TDKR n'est pas une œuvre graphique au sens premier du terme. Miller est à l'écriture et au dessin (aidé par Lynn Varley, son épouse, pour la colorisation et Klaus Janson son acolyte sur Daredevil à l'encrage), un dessin qui n'impressionne pas au premier abord et qui semble pollué par ces innombrables cases évoquant le petit écran et son incessant verbiage. En réalité, ce fil rouge vient bousculer la trame narrative comme une télé qu'on aurait laissé allumée, avec des fulgurances, des débats chocs, des clashes, des flash news impromptues, et du bavardage, beaucoup de bavardage, vide de sens, comme les apparitions à l'écran d'un président Reagan totalement déconnecté de la réalité et quelque peu tragicomique. La télé comme une pollution intellectuelle. Dans cette société reaganienne les médias sont omniprésents, trop, à en devenir gênants, comme lorsque les hélicoptères de Channel 2 se retrouvent au cœur de l'action et perturbent l'action de la police.

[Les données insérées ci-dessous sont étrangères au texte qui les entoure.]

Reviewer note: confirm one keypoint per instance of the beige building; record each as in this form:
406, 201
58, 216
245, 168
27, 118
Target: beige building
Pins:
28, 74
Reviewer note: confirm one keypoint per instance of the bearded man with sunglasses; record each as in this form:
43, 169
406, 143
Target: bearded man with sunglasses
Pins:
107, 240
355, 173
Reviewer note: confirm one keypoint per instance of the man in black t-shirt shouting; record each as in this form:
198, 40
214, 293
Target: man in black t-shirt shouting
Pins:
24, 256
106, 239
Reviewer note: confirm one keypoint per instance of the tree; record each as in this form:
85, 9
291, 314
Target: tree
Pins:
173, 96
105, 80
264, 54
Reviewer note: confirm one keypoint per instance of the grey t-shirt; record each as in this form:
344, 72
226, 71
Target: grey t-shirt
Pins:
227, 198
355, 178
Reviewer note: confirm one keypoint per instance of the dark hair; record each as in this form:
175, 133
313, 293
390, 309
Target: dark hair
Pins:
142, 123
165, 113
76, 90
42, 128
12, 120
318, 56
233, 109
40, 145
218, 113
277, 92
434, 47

Malgré ce côté brouillon et des personnages taillés au burin dans un style propre à Miller, l'album réserve quelques belles pages. Mais la véritable valeur se trouve dans le fond plus que dans la forme. Batman qui a déjà plus de quarante ans de carrière derrière lui en 1986, souffre alors d'un déficit d'image propre à l'industrie du comics de l'époque, une image assez ringarde que n'a pas arrangée le succès de la série télévisée (1966-1968 pour la première diffusion sur ABC) avec un Adam West dans un costume ridicule et des blagues enfantines. Les comics de l'âge d'argent (1960's) et de l'âge de bronze (1970's) sont gentillets mais ne collent plus avec l'esprit punk et post-moderne des eighties. L'industrie est en panne, il ne reste plus que quatre maisons d'édition aux Etats-Unis et DC a bien failli disparaître aussi. Miller qui vient de redynamiser Daredevil chez la concurrence et produire un superbe Ronin chez DC est chargé de revitaliser le titre principal de la maison : Batman. Pour cela il développera un Batman sombre, qui sort péniblement de sa retraite pour remettre de l'ordre dans une ville de Gotham livrée aux bandes et sous la menace nucléaire soviétique. Une claque qui rencontre son apogée dans le Livre 4, avec Gotham plongée dans le blackout post-nucléaire puis Batman foutant une avoinée mémorable à Superman ! Décidément une page des comics s'est tournée.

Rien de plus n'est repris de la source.